A prominent private equity fintech player is betting big that the next big development in digital financial advice will happen in the back office.
This will be a shift from the past decade, where the most impactful changes to advisor technology have been front-office oriented, said Robert Anderson, partner at FTV Capital, a growth private equity firm whose portfolio includes companies like Riskalyze and Docupace.
“Digitization has gone from a consideration to a must have,” Anderson said. “Now it’s become table stakes for advisors to have advanced solutions and automation across CRM, planning and reporting—all of their competitors are doing these things. But today, you also need to be able to support and grow advisory enterprises, so the focus is growing on moving automation into back-office operations.”
FTV Capital’s other portfolio financial companies of note include ETF Securities, True Potential, Swan Global Investments and Derivative Path. Former holdings include Financial Engines, IndexIQ, PowerShares, VelocityShares and Aspire Financial Services.
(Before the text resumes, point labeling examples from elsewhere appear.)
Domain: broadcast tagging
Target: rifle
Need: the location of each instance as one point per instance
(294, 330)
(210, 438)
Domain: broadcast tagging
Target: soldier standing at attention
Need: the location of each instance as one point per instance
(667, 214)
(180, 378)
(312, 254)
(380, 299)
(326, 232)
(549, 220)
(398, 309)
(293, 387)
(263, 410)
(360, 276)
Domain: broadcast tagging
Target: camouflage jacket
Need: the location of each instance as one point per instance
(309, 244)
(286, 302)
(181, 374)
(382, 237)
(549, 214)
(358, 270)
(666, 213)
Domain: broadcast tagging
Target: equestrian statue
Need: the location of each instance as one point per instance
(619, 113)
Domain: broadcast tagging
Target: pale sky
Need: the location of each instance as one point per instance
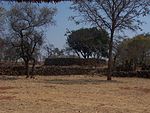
(55, 34)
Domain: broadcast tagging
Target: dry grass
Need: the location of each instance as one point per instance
(74, 94)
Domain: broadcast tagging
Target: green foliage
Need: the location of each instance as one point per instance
(135, 52)
(89, 42)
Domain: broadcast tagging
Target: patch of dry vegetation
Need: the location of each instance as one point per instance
(74, 94)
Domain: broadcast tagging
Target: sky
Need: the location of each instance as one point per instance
(55, 34)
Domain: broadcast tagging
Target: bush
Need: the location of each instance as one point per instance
(73, 61)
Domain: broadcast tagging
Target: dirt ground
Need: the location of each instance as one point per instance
(74, 94)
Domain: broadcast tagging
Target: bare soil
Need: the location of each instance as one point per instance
(74, 94)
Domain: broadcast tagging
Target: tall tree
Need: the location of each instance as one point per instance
(134, 52)
(113, 15)
(26, 22)
(88, 42)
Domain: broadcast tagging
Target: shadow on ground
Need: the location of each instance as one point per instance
(79, 81)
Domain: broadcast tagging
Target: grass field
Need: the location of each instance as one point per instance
(74, 94)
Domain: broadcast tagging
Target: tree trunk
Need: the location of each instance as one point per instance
(110, 61)
(33, 67)
(27, 68)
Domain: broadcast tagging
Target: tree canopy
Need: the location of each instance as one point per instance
(88, 42)
(112, 15)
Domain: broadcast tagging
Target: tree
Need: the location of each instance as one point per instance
(134, 52)
(113, 15)
(88, 42)
(26, 22)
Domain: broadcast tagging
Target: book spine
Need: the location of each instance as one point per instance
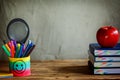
(106, 64)
(99, 52)
(107, 71)
(106, 52)
(101, 59)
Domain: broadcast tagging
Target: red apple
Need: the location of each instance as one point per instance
(107, 36)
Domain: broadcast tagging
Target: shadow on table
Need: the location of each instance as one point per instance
(75, 69)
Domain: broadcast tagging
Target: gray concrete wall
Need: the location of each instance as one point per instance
(61, 29)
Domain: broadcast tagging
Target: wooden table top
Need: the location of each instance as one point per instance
(59, 70)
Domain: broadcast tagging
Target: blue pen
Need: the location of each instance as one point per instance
(27, 47)
(21, 51)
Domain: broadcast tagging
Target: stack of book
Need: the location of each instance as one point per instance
(104, 60)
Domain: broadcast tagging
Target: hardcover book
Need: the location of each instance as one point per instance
(97, 50)
(105, 64)
(102, 59)
(103, 70)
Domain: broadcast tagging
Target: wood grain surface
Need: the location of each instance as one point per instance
(59, 70)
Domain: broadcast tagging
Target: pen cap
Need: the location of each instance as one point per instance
(20, 66)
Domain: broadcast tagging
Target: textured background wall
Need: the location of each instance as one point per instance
(61, 29)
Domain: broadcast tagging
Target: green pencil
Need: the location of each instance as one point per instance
(6, 51)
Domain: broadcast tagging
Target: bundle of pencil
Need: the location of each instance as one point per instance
(18, 50)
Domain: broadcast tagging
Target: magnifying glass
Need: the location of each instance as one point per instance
(18, 30)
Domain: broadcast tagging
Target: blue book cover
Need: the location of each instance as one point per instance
(97, 50)
(102, 71)
(103, 59)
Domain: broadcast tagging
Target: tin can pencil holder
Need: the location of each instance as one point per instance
(20, 66)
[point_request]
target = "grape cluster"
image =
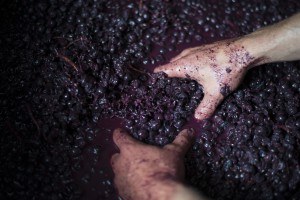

Anderson describes advisors’ back office as still dominated by a significant amount of manual, paper-based workflows that risk becoming more onerous amid growing demand from clients and increasing regulatory pressures.
“In many cases, only 30% to 40% of advisors are digitizing their back office and are embracing software to automate their workflows. In other use cases, like CRM, there’s an 80% to 90% adoption of digitization and automation,” he said.
Anderson believes that digitizing the back office may become a necessity for the financial industry. Currently, the total advisor workforce is in the midst of a prolonged decline in headcount, while the number of consumers seeking and expecting professional financial advice continues to increase.
In such an environment, advisors will need to find and implement efficiency-building technology to meet the growing demand for advice and also to provide outstanding client experiences, said Anderson.
“There’s an inherent pressure, a great tailwind for software that helps advisors run their practice more like an enterprise so that they can better serve clients, be more productive and handle more complex situations,” he said.
The need for better front-office technology gave birth to a flurry of innovative fintech start-ups aimed specifically at improving the client experience—like better CRM to keep track of clients and avoid potential problems when data is re-entered, client portals to enable a more hands-on approach and co-planning, and more robust proposal generation and portfolio reporting tools to deliver the right ideas to clients in the best possible way and demonstrate results.